THE cult of Cuomo, self-pitying KPMG staff and life on the frontline in A&E were the issues raised by columnists and contributors in the newspapers.

The Daily Mail

Piers Morgan said he had initially praised New York’s Governor Andrew Cuomo and his lengthy daily pressers during the first wave of the pandemic,

But, he said, no one was more pleased with his performance than the Governor himself who brought a book out entitled ‘American Crisis: leadership lessons from the Covid-19 Pandemic.’

“In an interview with New York magazine to promote the book, he even described his own briefings as ‘incredible’”, he said. “Cuomo was even awarded an international Emmy award in late November, ‘in recognition of his leadership during the Covid-19 pandemic and his masterful use of television to inform and calm people around the world.’”

Now, he said, it turns out Cuomo hid the shocking truth about New York State’s nursing-home death toll to protect his ‘self-acclaimed hero halo.’

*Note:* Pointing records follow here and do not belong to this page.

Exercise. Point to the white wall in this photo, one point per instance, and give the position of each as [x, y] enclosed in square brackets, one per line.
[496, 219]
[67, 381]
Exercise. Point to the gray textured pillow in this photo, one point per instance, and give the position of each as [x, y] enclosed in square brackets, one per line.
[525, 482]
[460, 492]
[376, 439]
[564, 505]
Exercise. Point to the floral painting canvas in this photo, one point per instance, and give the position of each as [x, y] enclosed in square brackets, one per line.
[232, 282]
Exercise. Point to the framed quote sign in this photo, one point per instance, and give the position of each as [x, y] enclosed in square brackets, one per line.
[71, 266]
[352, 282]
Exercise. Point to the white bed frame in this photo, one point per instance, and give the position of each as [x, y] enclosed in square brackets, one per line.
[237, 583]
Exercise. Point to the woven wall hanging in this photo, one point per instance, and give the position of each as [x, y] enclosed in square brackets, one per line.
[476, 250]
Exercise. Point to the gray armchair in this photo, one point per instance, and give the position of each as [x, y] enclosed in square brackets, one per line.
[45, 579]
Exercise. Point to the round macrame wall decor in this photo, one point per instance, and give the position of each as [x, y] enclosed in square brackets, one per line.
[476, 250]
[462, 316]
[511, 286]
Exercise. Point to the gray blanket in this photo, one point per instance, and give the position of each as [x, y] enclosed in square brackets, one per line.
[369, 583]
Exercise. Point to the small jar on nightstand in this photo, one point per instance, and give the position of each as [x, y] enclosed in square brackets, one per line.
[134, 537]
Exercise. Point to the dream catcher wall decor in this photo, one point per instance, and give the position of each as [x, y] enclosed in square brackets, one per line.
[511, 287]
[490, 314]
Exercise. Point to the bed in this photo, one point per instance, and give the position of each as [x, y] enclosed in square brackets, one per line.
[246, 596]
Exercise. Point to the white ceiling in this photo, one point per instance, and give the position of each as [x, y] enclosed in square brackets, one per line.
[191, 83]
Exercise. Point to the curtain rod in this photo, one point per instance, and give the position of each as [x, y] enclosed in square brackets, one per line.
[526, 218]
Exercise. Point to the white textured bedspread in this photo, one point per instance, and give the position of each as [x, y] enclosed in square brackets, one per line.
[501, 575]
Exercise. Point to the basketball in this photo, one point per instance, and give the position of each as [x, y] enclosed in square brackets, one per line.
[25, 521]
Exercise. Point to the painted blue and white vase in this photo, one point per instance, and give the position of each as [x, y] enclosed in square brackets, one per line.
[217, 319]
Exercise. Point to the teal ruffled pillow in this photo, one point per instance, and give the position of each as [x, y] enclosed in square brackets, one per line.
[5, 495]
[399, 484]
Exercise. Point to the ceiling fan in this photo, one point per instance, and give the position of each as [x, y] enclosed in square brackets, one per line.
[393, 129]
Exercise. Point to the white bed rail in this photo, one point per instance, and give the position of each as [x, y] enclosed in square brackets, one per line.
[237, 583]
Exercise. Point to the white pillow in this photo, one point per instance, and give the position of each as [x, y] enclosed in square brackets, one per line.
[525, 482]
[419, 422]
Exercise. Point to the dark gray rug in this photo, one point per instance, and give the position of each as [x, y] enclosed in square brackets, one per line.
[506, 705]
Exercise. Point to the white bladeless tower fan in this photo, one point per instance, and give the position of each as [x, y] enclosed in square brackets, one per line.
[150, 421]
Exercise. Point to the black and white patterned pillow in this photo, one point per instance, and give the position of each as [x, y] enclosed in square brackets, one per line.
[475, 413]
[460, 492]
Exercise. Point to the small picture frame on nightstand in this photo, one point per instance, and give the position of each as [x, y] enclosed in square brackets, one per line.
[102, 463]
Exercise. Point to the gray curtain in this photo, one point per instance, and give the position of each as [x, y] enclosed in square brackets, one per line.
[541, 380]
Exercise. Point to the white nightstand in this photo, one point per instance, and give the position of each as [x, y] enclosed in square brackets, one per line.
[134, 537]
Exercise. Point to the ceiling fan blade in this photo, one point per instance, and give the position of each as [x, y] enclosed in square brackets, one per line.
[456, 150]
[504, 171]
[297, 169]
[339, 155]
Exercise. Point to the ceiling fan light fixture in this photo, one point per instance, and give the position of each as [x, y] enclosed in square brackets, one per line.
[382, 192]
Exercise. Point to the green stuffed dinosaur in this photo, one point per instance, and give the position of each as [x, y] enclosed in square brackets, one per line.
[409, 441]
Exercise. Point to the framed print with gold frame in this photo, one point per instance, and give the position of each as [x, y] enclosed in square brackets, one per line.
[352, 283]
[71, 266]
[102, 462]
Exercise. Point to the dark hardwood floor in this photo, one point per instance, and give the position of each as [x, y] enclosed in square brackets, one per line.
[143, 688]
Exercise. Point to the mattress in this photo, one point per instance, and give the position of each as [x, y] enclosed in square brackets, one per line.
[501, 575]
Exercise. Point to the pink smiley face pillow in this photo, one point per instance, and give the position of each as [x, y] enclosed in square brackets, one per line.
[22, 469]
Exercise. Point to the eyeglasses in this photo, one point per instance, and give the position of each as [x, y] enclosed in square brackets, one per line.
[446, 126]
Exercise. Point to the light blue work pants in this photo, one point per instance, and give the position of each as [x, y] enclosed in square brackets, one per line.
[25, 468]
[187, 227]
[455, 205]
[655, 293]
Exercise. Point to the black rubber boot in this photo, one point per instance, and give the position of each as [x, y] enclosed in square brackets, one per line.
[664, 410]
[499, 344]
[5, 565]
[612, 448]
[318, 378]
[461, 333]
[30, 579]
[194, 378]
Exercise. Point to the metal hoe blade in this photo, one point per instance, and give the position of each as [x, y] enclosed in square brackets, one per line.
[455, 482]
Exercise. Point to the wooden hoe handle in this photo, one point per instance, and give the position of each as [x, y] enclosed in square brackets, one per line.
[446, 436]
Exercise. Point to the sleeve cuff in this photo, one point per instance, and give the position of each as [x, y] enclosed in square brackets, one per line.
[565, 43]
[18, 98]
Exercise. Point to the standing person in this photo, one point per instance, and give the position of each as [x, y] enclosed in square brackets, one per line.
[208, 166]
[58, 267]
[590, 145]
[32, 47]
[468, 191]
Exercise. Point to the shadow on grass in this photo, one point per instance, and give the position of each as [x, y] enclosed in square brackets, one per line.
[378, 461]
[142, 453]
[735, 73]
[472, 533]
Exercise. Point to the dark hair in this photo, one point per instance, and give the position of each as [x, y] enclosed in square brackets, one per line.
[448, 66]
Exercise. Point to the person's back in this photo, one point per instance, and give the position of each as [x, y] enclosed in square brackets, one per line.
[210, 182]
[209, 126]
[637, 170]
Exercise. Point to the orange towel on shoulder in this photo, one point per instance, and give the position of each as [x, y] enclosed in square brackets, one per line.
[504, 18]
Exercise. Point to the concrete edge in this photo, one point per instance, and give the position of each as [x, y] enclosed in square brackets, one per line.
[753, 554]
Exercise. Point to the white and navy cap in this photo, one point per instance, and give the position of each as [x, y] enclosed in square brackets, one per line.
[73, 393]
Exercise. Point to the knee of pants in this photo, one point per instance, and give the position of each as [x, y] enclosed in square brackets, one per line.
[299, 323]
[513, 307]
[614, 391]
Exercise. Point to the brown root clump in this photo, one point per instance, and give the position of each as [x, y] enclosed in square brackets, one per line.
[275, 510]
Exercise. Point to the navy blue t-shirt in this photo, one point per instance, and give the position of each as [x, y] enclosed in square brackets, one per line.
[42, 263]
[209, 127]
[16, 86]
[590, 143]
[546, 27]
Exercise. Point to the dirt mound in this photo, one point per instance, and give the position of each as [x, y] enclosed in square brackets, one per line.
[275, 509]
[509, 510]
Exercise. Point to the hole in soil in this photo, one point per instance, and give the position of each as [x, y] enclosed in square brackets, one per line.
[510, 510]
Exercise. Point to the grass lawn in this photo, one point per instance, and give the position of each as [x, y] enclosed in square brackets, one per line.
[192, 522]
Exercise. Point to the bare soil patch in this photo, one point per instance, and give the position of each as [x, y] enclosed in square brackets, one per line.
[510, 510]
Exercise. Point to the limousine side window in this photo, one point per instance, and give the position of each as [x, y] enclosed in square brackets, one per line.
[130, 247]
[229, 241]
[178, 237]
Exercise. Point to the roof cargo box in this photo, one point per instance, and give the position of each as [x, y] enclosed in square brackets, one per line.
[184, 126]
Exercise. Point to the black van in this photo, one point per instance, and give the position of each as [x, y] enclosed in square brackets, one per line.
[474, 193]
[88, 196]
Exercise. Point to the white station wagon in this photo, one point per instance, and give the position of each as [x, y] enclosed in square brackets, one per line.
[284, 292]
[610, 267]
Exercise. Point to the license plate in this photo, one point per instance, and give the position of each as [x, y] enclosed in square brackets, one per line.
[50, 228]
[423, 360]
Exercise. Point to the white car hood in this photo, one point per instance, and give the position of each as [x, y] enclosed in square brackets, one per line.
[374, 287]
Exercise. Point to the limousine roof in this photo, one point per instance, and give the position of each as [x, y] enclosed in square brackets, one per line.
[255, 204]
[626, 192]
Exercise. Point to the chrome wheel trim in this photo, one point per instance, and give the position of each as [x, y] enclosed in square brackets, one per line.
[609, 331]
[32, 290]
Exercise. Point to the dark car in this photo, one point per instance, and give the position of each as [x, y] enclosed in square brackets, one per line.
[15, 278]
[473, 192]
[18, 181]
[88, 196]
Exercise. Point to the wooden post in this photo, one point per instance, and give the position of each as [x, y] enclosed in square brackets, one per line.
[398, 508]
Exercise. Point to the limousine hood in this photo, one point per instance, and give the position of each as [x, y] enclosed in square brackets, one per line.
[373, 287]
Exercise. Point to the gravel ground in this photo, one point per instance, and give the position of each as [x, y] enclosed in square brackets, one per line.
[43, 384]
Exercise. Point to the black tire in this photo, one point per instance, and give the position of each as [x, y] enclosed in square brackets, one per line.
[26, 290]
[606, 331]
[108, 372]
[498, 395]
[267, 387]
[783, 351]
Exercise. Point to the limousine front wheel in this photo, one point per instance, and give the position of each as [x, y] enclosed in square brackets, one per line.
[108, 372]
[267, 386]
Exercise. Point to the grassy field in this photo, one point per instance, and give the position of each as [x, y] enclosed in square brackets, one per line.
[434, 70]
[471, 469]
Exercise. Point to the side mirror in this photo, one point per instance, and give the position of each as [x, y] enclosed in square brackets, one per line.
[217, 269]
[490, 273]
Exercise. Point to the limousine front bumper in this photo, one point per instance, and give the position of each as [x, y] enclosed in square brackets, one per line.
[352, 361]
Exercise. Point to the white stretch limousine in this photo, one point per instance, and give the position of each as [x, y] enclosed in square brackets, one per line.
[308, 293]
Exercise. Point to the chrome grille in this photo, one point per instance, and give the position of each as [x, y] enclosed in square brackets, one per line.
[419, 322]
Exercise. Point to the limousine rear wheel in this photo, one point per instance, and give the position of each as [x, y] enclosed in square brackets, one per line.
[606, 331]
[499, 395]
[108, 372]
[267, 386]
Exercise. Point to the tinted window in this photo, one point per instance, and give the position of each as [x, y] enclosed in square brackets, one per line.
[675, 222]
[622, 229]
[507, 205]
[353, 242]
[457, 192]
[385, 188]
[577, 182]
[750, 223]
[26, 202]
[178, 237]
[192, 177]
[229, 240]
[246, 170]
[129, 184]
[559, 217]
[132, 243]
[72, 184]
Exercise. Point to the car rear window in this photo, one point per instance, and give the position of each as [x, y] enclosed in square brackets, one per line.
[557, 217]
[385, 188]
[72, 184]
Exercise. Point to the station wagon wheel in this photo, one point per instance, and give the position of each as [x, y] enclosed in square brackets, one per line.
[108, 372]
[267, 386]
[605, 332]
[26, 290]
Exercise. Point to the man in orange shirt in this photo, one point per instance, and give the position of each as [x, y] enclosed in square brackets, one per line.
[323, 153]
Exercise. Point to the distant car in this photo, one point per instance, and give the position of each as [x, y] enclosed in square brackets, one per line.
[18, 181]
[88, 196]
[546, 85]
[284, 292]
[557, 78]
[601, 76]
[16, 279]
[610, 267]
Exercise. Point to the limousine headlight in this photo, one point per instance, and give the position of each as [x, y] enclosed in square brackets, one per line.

“It’s time to stop giving Governor Cuomo awards and start holding him to proper account for the needless deaths of thousands of people.”

The Daily Express

Ross Clark said KPMG consultants are feeling a little hard done by after having their pay cut from an average of £640,000 to £572,000 and their boss, Bill Michael, telling them to stop complaining about the harsh economic reality of the pandemic.

“What he failed to appreciate, needless to say, is that we are all “victims” nowadays,” he said. “After a recording of the meeting went viral, Mr Michael was suspended as he was accused of bullying and damaging employees’ mental health.

“There is no excuse for workplace bullying or discrimination. But I don’t blame Bill Michael speaking to his whingeing, highly paid staff in the way he did - and I suspect a great number of people who have worked through the Covid crisis, or have been left jobless as a result of it, will agree.”

The Guardian

An anonymous junior doctor in A&E in a London hospital said a red phone rings to alert staff when a very sick patient is coming in.

In the past six weeks, it has been ringing a lot.

“Outside, four or five ambulances wait with patients needing litres of oxygen a minute,” they said. “As there is no space in the hospital, beds fill up in A&E, so we go out into the car park to assess patients isolating in the back of ambulances.”

They said a decrease in Covid in the second half of January had eased the pressure on the hospital but the wait to be seen can still be at least four hours long.

“The problem now isn’t just the chronic underfunding of emergency services,” they said. “The fact is, some hospitals don’t have space to cope with more Covid-19 patients.”

They remember waiting for a patient to arrive after hearing the red phone ring, they said

“He’d come into the hospital three days before with a mild cough, short of breath. His oxygen was low, but not low enough. Now he was back.”

They remember making internal phone calls last year to alert relatives in other wards about a loved one’s death in A&E.

“Now I feel a selfish relief that it won’t be me. Another doctor will have to have that conversation; the red phone is already ringing again.”